Sarah Woolnough, Cancer Research UK’s director of policy, talks about what this report means for health reforms in England.
“The report that was published last week highlighted that the UK doesn’t do as well as the best-performing countries in terms of cancer survival. It recognises that though our cancer survival has dramatically improved in the last 40 years, we sill lag behind the best in the world.
We believe the key reason is that we often diagnose cancer late in England, compared to our international counterparts, and also that there is inequality in access to the best treatments – particularly, at times, for older people.
The King’s Fund Cancer research UK report talks about the International Cancer Benchmarking partnership. This partnership is trying to better understand survival in a number of countries across the world.
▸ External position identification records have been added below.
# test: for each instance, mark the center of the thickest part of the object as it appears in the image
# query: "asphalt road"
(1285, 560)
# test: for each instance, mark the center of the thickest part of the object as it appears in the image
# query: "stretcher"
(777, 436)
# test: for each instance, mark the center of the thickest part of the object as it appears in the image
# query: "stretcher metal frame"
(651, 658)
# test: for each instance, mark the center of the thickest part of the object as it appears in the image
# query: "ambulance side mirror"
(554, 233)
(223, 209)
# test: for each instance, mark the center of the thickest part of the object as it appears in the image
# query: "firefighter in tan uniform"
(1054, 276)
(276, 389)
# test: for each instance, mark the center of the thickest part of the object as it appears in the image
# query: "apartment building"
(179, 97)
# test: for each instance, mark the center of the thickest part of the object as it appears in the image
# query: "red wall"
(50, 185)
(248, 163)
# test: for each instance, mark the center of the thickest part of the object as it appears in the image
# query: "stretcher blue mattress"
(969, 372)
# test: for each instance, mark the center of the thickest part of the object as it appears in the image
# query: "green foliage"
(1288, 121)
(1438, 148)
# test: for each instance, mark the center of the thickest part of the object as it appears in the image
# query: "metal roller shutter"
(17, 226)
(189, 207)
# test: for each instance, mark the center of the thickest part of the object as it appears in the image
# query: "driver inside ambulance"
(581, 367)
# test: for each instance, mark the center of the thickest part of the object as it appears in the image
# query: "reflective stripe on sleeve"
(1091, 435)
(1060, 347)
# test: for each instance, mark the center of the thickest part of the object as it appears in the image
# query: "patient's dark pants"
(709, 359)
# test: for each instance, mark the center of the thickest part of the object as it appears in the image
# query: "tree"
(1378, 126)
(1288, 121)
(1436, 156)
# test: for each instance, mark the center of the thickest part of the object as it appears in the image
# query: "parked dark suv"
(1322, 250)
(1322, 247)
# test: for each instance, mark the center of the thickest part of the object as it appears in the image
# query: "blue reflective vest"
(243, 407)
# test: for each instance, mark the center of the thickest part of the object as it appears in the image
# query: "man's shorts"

We hope that in England and for the UK, we can learn lessons from the best-performing countries about how they diagnose cancer early, how they make sure that people get access to the best treatment, and that through this partnership there can be some sharing of best practice so that we can make strides to improve our cancer outcomes.
The Government’s health reforms have the potential to have an impact on the efforts that we’re making to diagnose cancer early. We have a new cancer strategy – that was published in January – and that commits the Government to saving an additional 5,000 lives each year by 2015.
We think a large part of that will be about diagnosing cancer early. Our message to the Government has been through the NHS reforms, they should ensure that efforts are redoubled to focus attention on diagnosing cancer early, and we will be monitoring the changes very closely to make sure that remains the case.
I think deprivation is clearly a factor that impacts survival. We know that poorer people often are worse on their cancer journey. We also know that the most deprived communities in the country often smoke more, and that will have an impact on cancer incidence and survival. So there’s much more we can do.
Partly it’s about encouraging everyone to go and visit the doctor if they spot unusual signs of cancer, or if they spot something that’s unusual for them. It’s also about raising awareness of the signs and symptoms of cancer among everybody in the population.
We need to get cancer diagnosed as early as possible in order that appropriate and optimal treatment takes place, and stands the best chance of success.
Improving cancer outcomes is an absolute critical priority for Cancer Research UK. Through our involvement in the International Cancer Benchmarking Partnership we are hoping to learn some lessons about how the best performing countries in the world diagnose cancer quickly and achieve their outcomes.
We want to bring that knowledge and understanding back to the UK in order that we can make recommendations to Government and drive through improvements in cancer outcomes, so that we can make our outcomes among the best in the world. That’s our ultimate aim.”